LilySlim Weight loss tickers

LilySlim Weight loss tickers

Wednesday, June 20, 2012

Outward Praise vs. Inward Motivation

Today I saw my doctor for that follow up I mentioned yesterday. And everything went really well. She wants me to continue on my 1/2 dose of blood pressure medicine and agrees that if things keep progressing as they have been, I may be off the meds completely in about 3 months!

Good news! But at the same time, I found myself a little disappointed that she wasn't "overjoyed" at my success. She was happy for me, to be sure. But the level of excitement I was hoping for wasn't there. And it hit me that I've been wanting a jump-up-and-down reaction from a lot of people. Some of my closest friends haven't even mentioned the changes that I'm seeing in my physical appearance. With the exception of my sister and my best friend, that is! What I've come to see is that I have been longing for outward praise and recognition for my efforts and it's not happening. But really, who among us is brave enough to say "You've been losing weight!"?

So the work now for me is to remind myself that I'm doing this to feel better and live longer, not for other people to boost my ego. But every now and then it is nice to hear the words, "You are really looking great...good for you!" and there's nothing wrong with wanting to hear that.
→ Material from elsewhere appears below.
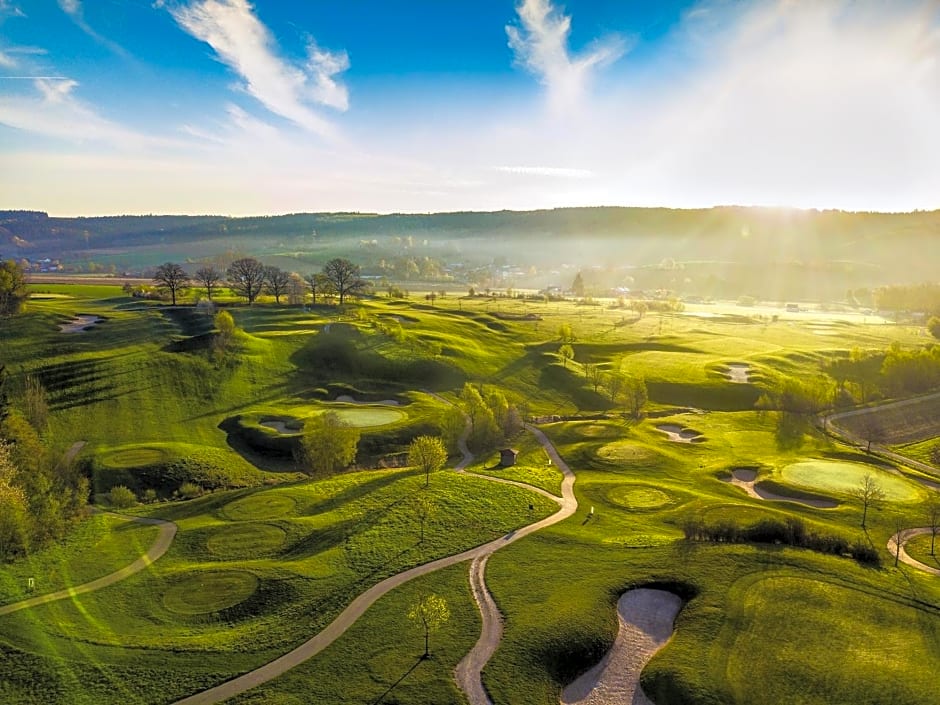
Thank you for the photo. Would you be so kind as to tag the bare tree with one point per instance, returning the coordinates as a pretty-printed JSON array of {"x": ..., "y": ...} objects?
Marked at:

The inward motivation is what must sustain me not only through the process of losing weight but of pursuing wellness for the rest of my life. And once the external transformation is complete, the comments of support and praise will naturally fall off too. So having my goal and "why" in place now will carry me through all the changes and challenges I will go through on this path I have chosen.

1 comment:

  1. You are absolutely correct that it has to be inward. No one is being insensitive or intentionally ignoring your progress. They are just simply so wrapped up in their own lives. The praise will come and sometimes it will be when you least expect it. My Dad never did notice my progress until someone else basically smacked him upside the head. Men seem to be particularly prone to not noticing ANYTHING. What? The trash needs to be taken out?! The floor needs to be vacuumed?! I didn't make the bed?! Suddenly, one day my Dad commented on how different my hands look. Completely unexpected. It will come.